Inland Empire could be described as the natural successor to Mulholland Drive – a successor in the sense that it goes even deeper into the rabbit-hole of time distortion, symbolism and, somewhere among all that, the meaning of stardom in Hollywood.
The film is essentially about a past-her-prime actress, Nikki (Laura Dern), who has been given a career-reviving role in an upcoming film, the script of which is based on a Polish Gypsy tale that is said to be cursed. Before long, Nikki and the viewer get caught up in a labyrinthine narrative that jumps between the main plot, the plot of the film that’s being shot, and the dark recesses of Nikki’s mind as she worries about a potential affair with her co-star while slowly losing herself in the role of her character.
This is an overly basic explanation, and can’t possibly prepare you for the overload of disjunctures, disturbing motifs, rabbit-people, Polish circus-folk, lost girls and other puzzling imagery that Lynch throws at you. But if you don’t obsess too much on trying to piece every single piece of this puzzle together, and allow yourself to get lost in the utterly absorbing mood of the film – that is in turns nightmarish and serene, intimate and distanced – then you’ll find Inland Empire to be an incomparably powerful film experience.
Technically, Inland Empire is outstanding. The basic look of the film has a low-budget, almost sitcom appearance to it, but this is layered with jarring jumps between scenes (and time periods), moody lighting, and sound effects that send waves of foreboding and dread up the spine. When all these elements come together, Inland Empire creates an atmosphere more ominous than that of any horror film, even though it can hardly be categorised as such. Lynch uses all his cinematic experience to have us lose ourselves in this film, in the film within the film, and everything else on the side.
For all its twists and turns, Inland Empire has a strong sense of closure, which has an almost cathartic effect after what at times can be a harrowing experience. Yet, while the ending does give some welcome clarity to the film, as well as providing a reference point for piecing together the preceding events, the true power of the film is apparent on a more sensual level.
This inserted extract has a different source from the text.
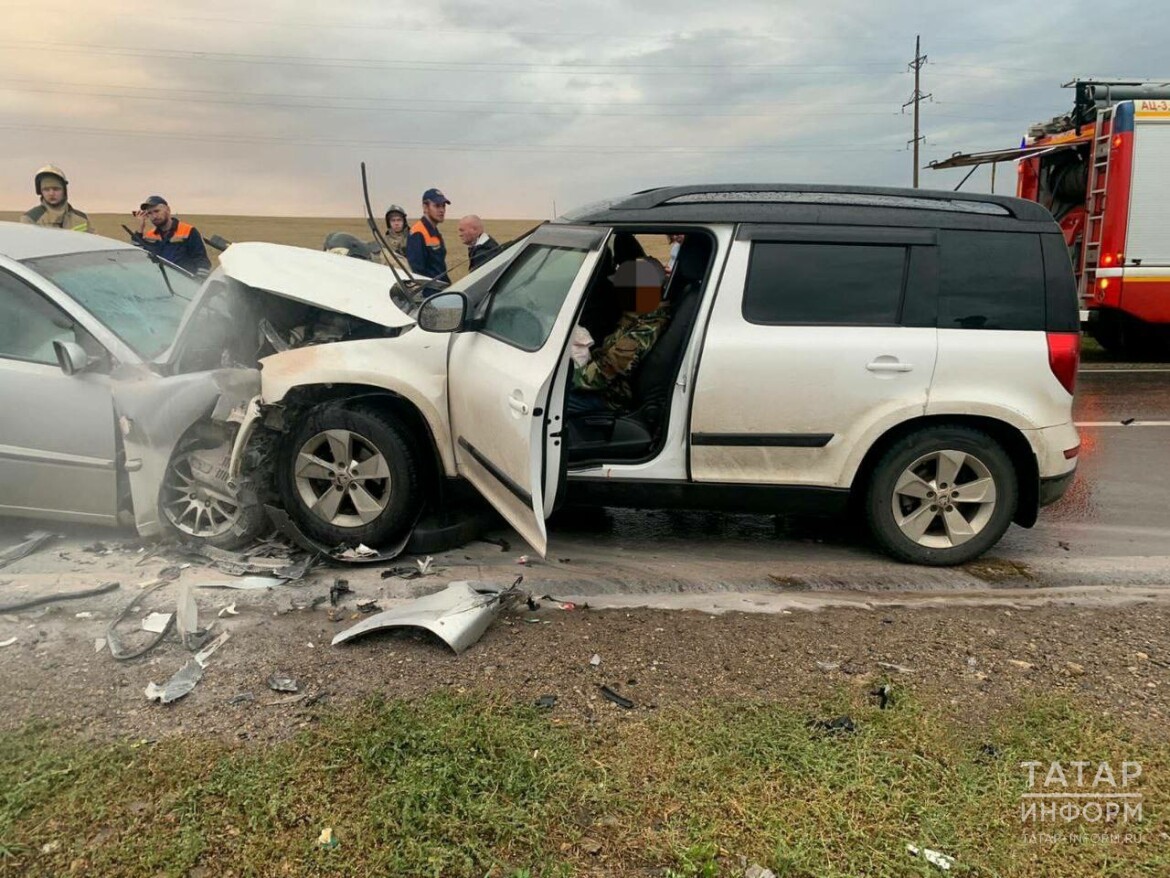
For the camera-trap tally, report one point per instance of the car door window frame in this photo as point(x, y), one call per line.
point(53, 311)
point(919, 266)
If anything, the film points to narrative as being a secondary aspect of cinema, with many sequences of dialogue being self-consciously disjointed and off-setting. Taking privilege here is the plethora of dark feelings that Inland Empire evokes in the viewer; feelings that are imposed on us by Lynch’s mastery of cinematic technique and which can only be obtained through the medium of cinema. That’s what makes Inland Empire a truly ‘filmic’ achievement.
Best scene: Too many to choose from.